Eragon 04 - Das Erbe Der Macht
Es wäre einfach, sie zu erwischen, da sie mich nicht sehen können. Sie leckte sich das Maul.
»Ja, aber wo bliebe da der sportliche Anreiz?«, fragte Eragon, während er die Riemen an seinen Beinen löste.
Sportlicher Anreiz füllt einem nicht den Magen.
»Nein, aber du hast doch auch keinen Hunger, oder?« Die Energie aus den Eldunarí hatte, auch wenn sie substanzlos war, ihren Wunsch, zu essen, unterdrückt.
Sie stieß eine gewaltige Menge Luft aus, was ein Seufzer zu sein schien. Nein, eigentlich nicht …

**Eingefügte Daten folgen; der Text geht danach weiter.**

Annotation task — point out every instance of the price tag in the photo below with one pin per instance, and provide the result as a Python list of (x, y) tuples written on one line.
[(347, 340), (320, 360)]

Solange sie warteten, streckte Eragon seine wunden Glieder aus, dann aß er ein bisschen von dem, was von seinen Vorräten noch übrig war. Er wusste, dass Saphira sich auf dem Boden neben ihm ausgestreckt hatte, auch wenn er sie nicht sehen konnte. Nur die schattige, seltsam geformte Kuhle, die ihr Körper auf den platt gedrückten Grashalmen hinterließ, verriet ihre Anwesenheit. Er war nicht sicher, warum, aber es amüsierte ihn.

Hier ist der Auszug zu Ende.